Let goal-based agents prepare, research, draft, compare, and validate. Add human approval before they send, spend, publish, delete, or update a system of record.
Safety and control
The stronger the goal loop becomes, the more boring the control layer needs to be. A persistent agent with tools is not just a clever prompt. It is a worker with access.
This is where the earlier AI agent control plane argument becomes practical. Before giving an agent a long-running goal, define:
- Identity: which account does the agent use, and is it separate from your personal account?
- Permissions: what folders, tools, APIs, and services can it access?

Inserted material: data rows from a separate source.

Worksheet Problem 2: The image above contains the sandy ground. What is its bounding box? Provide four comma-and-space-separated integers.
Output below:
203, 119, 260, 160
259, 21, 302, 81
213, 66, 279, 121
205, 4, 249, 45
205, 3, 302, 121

- Budgets: what model budget, API spend, turn budget, and runtime limit apply?
- Logs: where can you inspect what the agent read, wrote, changed, sent, or attempted?
- Approval gates: what actions require human review before they go external?
- Rollback: how do you undo changes, revoke keys, stop schedules, or quarantine output?
If you run Hermes on a VPS, add server hygiene too: SSH keys, firewall rules, separate agent accounts, low-limit cards for paid APIs, provider-side billing caps, backups, and a clear kill switch. I covered that setup in more detail in How to Run Hermes Agent Safely on a Rented VM.
The useful version of autonomy is not "the agent can do anything". It is "the agent can keep working inside a bounded workflow until the defined result is reached". That smaller sentence is where real systems get built.
This is also why I like /goal as a concept. It forces the builder to answer the question that vague AI projects avoid: what does done mean?
Sources
This post was inspired by the YouTube walkthrough Hermes /goal is insane... just watch. The setup examples and business-use-case framing come from the supplied transcript, but the mechanics above are checked against official documentation where possible.
- Hermes Agent docs: Persistent Goals (
/goal) - NousResearch/hermes-agent on GitHub
- OpenAI Codex docs: Follow a goal
- Hermes Agent + ChatGPT 5.5
- Hermes Agent safety setup
The short version: use /goal when the work has a real objective, a validation loop, and a stopping condition. If you cannot define done, do not ask an autonomous agent to chase it.